Y alguien asomó. Al sureño se le llenaron los días de sol y cuando llegaba algunas noches su entrada en la casa era demoledora. Ver a sus hijos y participar en sus cuitas lo transportaba. "Pero, ¿y ella? El vacío". 

Medea, como tantas mujeres de aquella edad, pensaba que el amor, grande, pequeño o apenas existente, con el tiempo era una monótona obligación bendecida por el vínculo existente. Y no se preocupó de que el sureño no la miraba como antes, no respetaba sus sermones y ausencias y no cumplía, como antaño, como pareja en el dormitorio. “Bueno”, pensaba, “ será la crisis de los cuarenta..., ya se enmendará!”.  

Alguien le dijo que al sureño lo habían visto con otra. Medea no se lo creía. "¿Como? Imposible". "Yo no lo he notado en su proceder", respondía.  Y la evidencia se hizo patente con el paso de los meses. Medea empezó a sufrir y su cabeza, adormecida por la rutina, empezó a funcionar con esa agudeza que la caracterizaba en sus estudios. Pero solo en  una dirección: destruir al sureño. Y surgió la Medea con toda su rabia.

Pasaron los años y aquella familia modélica se había roto por completo. Fueron tantos los episodios desagradables. “Pero, si el amor ya no existe, dejemos al menos el respeto”. Y nunca más se existió como familia. Oficialmente el lazo se rompió. Medea, ya sola,  empezó una nueva vida y su rabia aún latente la paliaba con el frenesí de vivir fuera del domicilio que le había proporcionado tanta felicidad, incluso en momentos desgraciados. Y su rencor continuo hacia el sureño, pasados bastantes años,  cesó cuando conoció a otra persona. Ese afecto, ese cariño, ausente con el paso de los años lo encontró, al fin,  en este hombre que le daba tanta tranquilidad como mujer y como persona. Claro, pero olvidaba que había pasado tanto tiempo vertiendo su rabia que olvidó el mucho daño causado en su entorno y en todos aquellos que quedaron bajo su custodia.

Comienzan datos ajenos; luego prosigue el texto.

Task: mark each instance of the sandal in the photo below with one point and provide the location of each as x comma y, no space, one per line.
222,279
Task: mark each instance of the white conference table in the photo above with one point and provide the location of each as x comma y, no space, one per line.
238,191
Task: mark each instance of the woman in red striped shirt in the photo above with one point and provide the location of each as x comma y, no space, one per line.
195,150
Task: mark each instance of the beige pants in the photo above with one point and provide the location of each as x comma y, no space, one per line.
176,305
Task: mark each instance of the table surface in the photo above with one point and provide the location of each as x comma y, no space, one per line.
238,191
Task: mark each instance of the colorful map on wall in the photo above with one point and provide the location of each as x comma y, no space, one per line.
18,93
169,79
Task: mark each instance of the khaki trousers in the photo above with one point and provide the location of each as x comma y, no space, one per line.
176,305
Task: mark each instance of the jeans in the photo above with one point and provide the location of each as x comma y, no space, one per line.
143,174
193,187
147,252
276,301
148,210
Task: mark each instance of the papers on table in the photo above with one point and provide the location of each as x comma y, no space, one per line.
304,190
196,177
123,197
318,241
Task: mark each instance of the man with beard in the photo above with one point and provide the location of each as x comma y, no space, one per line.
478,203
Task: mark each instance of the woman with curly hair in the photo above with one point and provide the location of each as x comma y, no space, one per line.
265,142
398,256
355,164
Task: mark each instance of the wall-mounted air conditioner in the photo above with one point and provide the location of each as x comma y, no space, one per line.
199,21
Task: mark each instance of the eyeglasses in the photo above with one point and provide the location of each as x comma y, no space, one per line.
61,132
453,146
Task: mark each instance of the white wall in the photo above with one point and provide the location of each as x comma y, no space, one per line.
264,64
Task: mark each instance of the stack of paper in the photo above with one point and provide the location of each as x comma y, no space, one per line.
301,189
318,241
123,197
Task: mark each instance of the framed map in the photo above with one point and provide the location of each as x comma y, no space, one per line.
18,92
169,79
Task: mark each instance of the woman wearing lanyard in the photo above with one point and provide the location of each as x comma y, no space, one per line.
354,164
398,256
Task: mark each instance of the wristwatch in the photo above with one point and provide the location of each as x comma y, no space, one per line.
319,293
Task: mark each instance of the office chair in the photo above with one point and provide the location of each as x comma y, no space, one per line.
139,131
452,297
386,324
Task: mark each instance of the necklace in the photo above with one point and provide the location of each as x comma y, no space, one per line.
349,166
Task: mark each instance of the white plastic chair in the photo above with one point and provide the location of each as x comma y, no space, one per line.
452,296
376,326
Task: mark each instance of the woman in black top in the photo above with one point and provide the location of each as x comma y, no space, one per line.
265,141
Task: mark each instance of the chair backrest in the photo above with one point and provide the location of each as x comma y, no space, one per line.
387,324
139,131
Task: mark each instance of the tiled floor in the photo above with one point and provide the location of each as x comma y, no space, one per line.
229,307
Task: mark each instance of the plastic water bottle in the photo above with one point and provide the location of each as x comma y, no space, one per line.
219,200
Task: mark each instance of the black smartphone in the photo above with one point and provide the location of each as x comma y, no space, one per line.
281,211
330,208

Y cuando más feliz era con ese hombre, el azar hizo que un día nefasto la naturaleza que ella había desafiado tantas veces le fallara e hizo que desapareciera su rencor para siempre y también su tranquilidad recuperada. Poco disfrutó del afecto y seguridad con su nueva pareja. Sus hijos la lloran y el  Norte y el Sur la recuerdan de forma diferente.